For me, the major point of dispute is the heeling. For you landlubbers out there, heeling is when the boat dips away from the wind, sometimes so much that the sides of the boat, the gunwales, are actually touching the water. Our boat, a 1971 Ranger 33, is a racing cruiser, but according to those who know, it’s actually a racing hull. This means it heels. A lot. I’m beginning to understand why cruising sorts want thicker, heavier, wider boats—trying to live in a house that’s always tilting on its axis is a little tricky. Even getting sandwiches out of the icebox when we’re up on our sides is tricky. It’s more a matter of pulling yourself, hand over hand, below deck, and then pulling yourself back out again.

I’m convinced we’ll get used to it. We’re not trading this one in on a cruising cruiser, no matter what, at least for the next five years.

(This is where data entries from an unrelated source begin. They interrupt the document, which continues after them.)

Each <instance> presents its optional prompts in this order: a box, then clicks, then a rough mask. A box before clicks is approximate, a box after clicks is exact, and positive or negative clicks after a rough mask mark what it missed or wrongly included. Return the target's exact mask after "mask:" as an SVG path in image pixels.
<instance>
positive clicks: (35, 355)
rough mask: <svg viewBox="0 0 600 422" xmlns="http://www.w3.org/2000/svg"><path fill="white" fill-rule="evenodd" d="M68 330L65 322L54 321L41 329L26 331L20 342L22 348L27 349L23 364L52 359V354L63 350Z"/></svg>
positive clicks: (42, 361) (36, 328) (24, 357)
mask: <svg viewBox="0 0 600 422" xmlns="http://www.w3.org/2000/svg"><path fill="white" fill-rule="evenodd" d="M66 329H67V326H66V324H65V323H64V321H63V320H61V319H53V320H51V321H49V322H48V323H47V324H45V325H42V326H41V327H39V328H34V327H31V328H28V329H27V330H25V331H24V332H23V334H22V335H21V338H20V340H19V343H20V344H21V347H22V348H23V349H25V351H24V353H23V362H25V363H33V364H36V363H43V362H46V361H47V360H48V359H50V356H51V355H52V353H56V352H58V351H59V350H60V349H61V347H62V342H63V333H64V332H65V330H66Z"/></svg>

It’s not really that uncomfortable, either. It’s exhilarating, bracing yourself against the power of the wind. It’s just confusing because I’m never sure, when at the helm, if the boat’s actually supposed to heel that much. Am I doing something wrong? Should I be heading more into the wind, or farther away from the wind? Should our sails be pulled in tighter, or let out looser? These are the questions we ask ourselves every minute that we’re out there, with no one to answer them. It will all come with experience, but it would be nice to have something else to rely on other than our own trial and error. Not that we’ve relied on anything else the whole rest of the way.

It’s an amazing feeling, though, standing at the tiller, feeling the water beneath you pull against the rudder. Feeling the wind resist you and then give in, as you push the boat towards it. Feeling the vast power you have filling the sails as you attempt to sheet them in. It’s amazing, controlling this huge half-alive machine, using an ancient art. I feel like we’ve resurrected her, our boat, and she’s as thrilled as we are to be out there, pulling against the wind, coasting down the side of each wave. Sure, she has some pockmarks, some scars, but we already love her warts and all. I can only imagine how people feel about boats they build themselves.

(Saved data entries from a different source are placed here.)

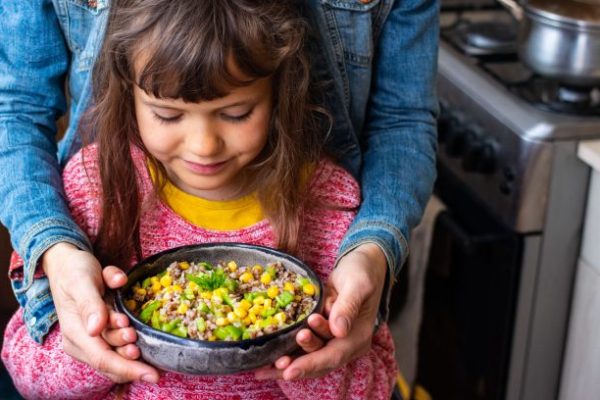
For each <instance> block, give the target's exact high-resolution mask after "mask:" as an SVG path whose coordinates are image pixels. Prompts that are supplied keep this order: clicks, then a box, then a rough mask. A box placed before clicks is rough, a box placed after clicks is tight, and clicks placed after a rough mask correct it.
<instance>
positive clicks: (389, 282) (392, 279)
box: [335, 222, 408, 329]
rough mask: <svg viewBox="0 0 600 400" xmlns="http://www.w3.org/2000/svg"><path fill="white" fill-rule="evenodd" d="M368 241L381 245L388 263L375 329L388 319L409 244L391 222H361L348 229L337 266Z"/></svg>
mask: <svg viewBox="0 0 600 400" xmlns="http://www.w3.org/2000/svg"><path fill="white" fill-rule="evenodd" d="M366 243H374V244H376V245H377V246H379V248H380V249H381V250H382V251H383V254H384V255H385V258H386V260H387V264H388V269H387V273H386V276H385V282H384V286H383V292H382V294H381V300H380V302H379V315H378V316H377V321H376V325H375V329H377V328H378V326H379V324H380V323H381V322H383V321H387V319H388V316H389V303H390V296H391V293H392V286H393V284H394V282H395V280H396V276H397V274H398V273H399V272H400V268H401V267H402V264H404V261H406V258H407V256H408V244H407V242H406V239H405V238H404V235H402V233H401V232H400V230H399V229H397V228H396V227H394V226H392V225H390V224H386V223H381V224H380V223H377V222H375V223H374V222H368V223H359V224H357V225H355V226H352V227H351V228H350V230H348V233H347V234H346V237H345V238H344V241H343V242H342V245H341V247H340V251H339V255H338V257H337V259H336V262H335V265H336V266H337V264H338V262H339V260H340V259H341V258H342V257H344V256H345V255H346V254H348V253H349V252H351V251H352V250H354V249H356V248H357V247H358V246H360V245H362V244H366ZM398 260H401V262H400V263H398Z"/></svg>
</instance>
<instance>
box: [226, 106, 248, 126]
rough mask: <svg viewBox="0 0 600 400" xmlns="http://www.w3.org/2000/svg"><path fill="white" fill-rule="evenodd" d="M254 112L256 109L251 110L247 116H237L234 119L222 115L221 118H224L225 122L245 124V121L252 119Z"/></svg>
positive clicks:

We zigzagged back and forth across the bay a couple of times on Tuesday. We finally exhausted ourselves and decided to take a break by taking down the main. The boat sails so fast and heels so much with both sails up that we sometimes feel a little out of control. Taking the jib down is a way to slow down without having to stop sailing.

We finally came into Pocasset Harbor, almost directly across Buzzard’s Bay from Marion, and anchored somewhere in Red Brook Harbor. We don’t have our anchor light hooked up yet, and I’m not really sure where exactly we’re supposed to be anchoring, but we’ve done it successfully twice now. We can call it stealth anchoring, like we used to stealth camp. As far as we know we’re doing nothing illegal, but we haven’t exactly studied up on the rules, either. We had a delightful evening, jumping in the water to escape the sun, then meeting Karl’s friend Dave at the Chart Room in Cataumet for a lovely dinner of shrimp and swordfish. On the way back, rowing our dinghy across the harbor, we could see thousands upon thousands of tiny jellyfish, each one glowing as the stroke of our oars hit it.